Les entretiens de l’été (1/6) Bilal nous dit l’avenir
Il passe sa nuit avec PICASSO, défend Luc Besson et croit au soulèvement de la jeunesse. Rencontre, dans son ATELIER, avec le dessinateur de “FINS DE SIÈCLE”
EXPOSITION : ENKI BILAL, FONDATION HÉLÈNE & EDOUARD LECLERC POUR LA CULTURE, LANDERNEAU, À PARTIR DU 18 JUILLET. LIVRE : « NU AVEC PICASSO », PAR ENKI BILAL, STOCK, 94 P., 16 EUROS.
En 1980, « la Foire aux immortels » d’Enki Bilal s’ouvrait par ces mots : « Paris – début mars 2023 – à la veille d’une nouvelle mascarade électorale sans signification – rien ne semble devoir changer dans l’immense agglomération parisienne, politiquement autonome et irrémédiablement fascisée. » Le dessin de Bilal montrait Paris en 2023, son ciel oppressant, ses hordes d’infirmes et de miséreux. Jeune, j’étais certain que la France des années 2020 ressemblerait à une BD de Bilal. La réalité s’avéra plus nuancée, puisque malgré l’imminence d’une mascarade électorale, malgré la pandémie, l’émeute permanente, le dérèglement du climat, aucune milice fasciste ne m’a arrêté, ce jour ensoleillé de juin où je me rendais dans l’atelier parisien d’Enki Bilal. Entretien.
Votre livre, « Nu avec Picasso », est le fruit d’une nuit que vous avez passée, seul, au Musée Picasso.
C’est une proposition qu’on m’a faite, qui m’a surpris, parce que Picasso ne fait pas vraiment partie de mes références.

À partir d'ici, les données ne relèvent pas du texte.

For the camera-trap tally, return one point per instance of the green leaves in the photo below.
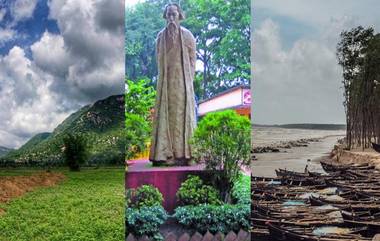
(139, 101)
(194, 192)
(145, 221)
(144, 196)
(222, 141)
(222, 32)
(75, 150)
(224, 218)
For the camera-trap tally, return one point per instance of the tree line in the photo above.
(358, 52)
(222, 32)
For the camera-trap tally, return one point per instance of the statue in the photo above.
(174, 117)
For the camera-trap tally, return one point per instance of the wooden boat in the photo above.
(376, 147)
(329, 167)
(364, 216)
(373, 226)
(286, 173)
(355, 206)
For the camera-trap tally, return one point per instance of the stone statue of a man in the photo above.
(174, 113)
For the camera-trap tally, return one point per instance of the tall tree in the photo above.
(358, 53)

On vous associe plus volontiers à Bacon, ou à Lucian Freud.
Voilà. A une certaine forme de réalisme, que Picasso a plutôt cherché à détruire. Ça a donné des choses plus ou moins réussies, certaines admirables. C’est un grand malin, Picasso. Comme Warhol. Il a su se montrer, jouer de sa notoriété, de ses engagements politiques. J’ai un peu hésité. J’ai demandé ce qu’il y avait au Musée Picasso. On m’a dit : « Guernica ». Alors j’ai accepté.

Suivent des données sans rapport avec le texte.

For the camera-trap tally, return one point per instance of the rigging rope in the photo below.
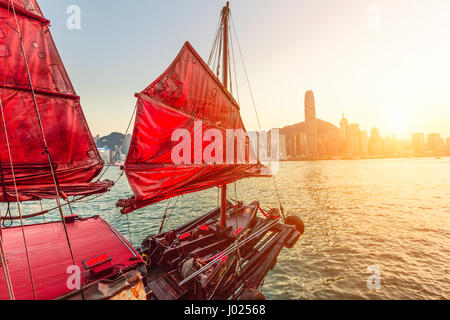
(256, 111)
(45, 145)
(17, 198)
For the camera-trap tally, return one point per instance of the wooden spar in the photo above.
(223, 198)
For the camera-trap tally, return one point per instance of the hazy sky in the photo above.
(384, 63)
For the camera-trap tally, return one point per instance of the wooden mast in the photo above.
(225, 19)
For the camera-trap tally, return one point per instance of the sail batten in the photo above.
(75, 158)
(186, 101)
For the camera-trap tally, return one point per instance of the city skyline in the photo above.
(383, 63)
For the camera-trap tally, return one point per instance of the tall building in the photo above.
(311, 126)
(376, 143)
(343, 126)
(418, 143)
(283, 147)
(364, 140)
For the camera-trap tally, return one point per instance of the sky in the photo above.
(382, 63)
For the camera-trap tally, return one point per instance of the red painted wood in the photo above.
(50, 256)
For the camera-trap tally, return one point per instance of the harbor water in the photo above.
(387, 215)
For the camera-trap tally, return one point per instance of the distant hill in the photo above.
(322, 127)
(110, 141)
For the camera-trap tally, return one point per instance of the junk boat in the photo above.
(47, 152)
(226, 253)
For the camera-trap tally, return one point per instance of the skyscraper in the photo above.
(311, 126)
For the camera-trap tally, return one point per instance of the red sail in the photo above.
(188, 96)
(74, 155)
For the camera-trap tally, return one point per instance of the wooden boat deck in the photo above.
(50, 256)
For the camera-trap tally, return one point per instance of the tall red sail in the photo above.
(74, 155)
(190, 98)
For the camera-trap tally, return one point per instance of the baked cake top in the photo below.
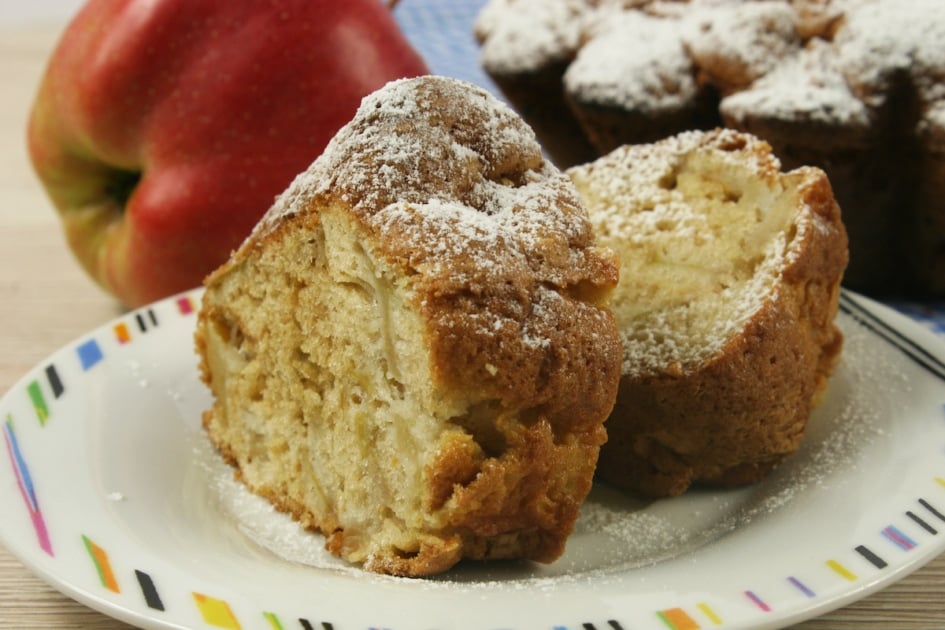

« Guernica » fait partie de ces oeuvres trop célèbres qui disparaissent sous la masse des commentaires et des citations. Vous touche-t-elle, esthétiquement?
Le problème du tableau, c’est sa taille. Le geste du bras humain permet de couvrir une certaine superficie. Là, la toile est tellement gigantesque qu’il ne peut pas y avoir de geste. Ça donne à l’ensemble quelque chose de laborieux. Ce qui me touche surtout dans le tableau, c’est l’emblème historique. Il représente le xxe siècle, mon siècle. Les bombardements, les populations civiles massacrées. Ça, c’est ma culture. J’ai été façonné par ça. Ça a été
un siècle incroyable, dans tout : dans la beauté, dans l’horreur, dans le progrès technique. Ces derniers temps, j’ai l’impression étrange qu’on est en train d’occulter le xxe siècle. La rupture avec la jeune génération est totale. Comme s’ils en avaient assez de nous, et du monde qu’on leur a refilé. Je crois pour tout vous dire que la jeunesse va se soulever. C’est en train de commencer, d’ailleurs. Regardez le confinement. Les jeunes ne se sentaient pas en danger, et on les a enfermés. Ils ont eu le temps de réfléchir à leur avenir. Ils voient arriver cette énorme crise. Ça va se retourner contre les vieux. J’ai beaucoup entendu : « On confine la planète entière pour sauver les vieux. »
Vous avez beaucoup situé votre science-fiction dans les années 2020. « la Foire aux immortels », par exemple, se déroule en 2023, dans un Paris fasciste. Maintenant qu’on y est, le futur vous a-t-il surpris?
Souvent, je prends le moment où j’écris et j’ajoute une trentaine d’années. En fait, je n’aime pas me documenter. Je ne suis pas un historien ou un analyste. L’avantage d’être artiste, c’est qu’on n’a pas à rendre de compte sur la plausibilité de ce qu’on raconte. Un architecte qui regardait mes dessins m’a dit un jour : si je faisais un immeuble comme ça, il tomberait. Je préfère me projeter dans le futur et proposer des visions, plus ou moins délirantes, dont certaines se sont malheureusement réalisées.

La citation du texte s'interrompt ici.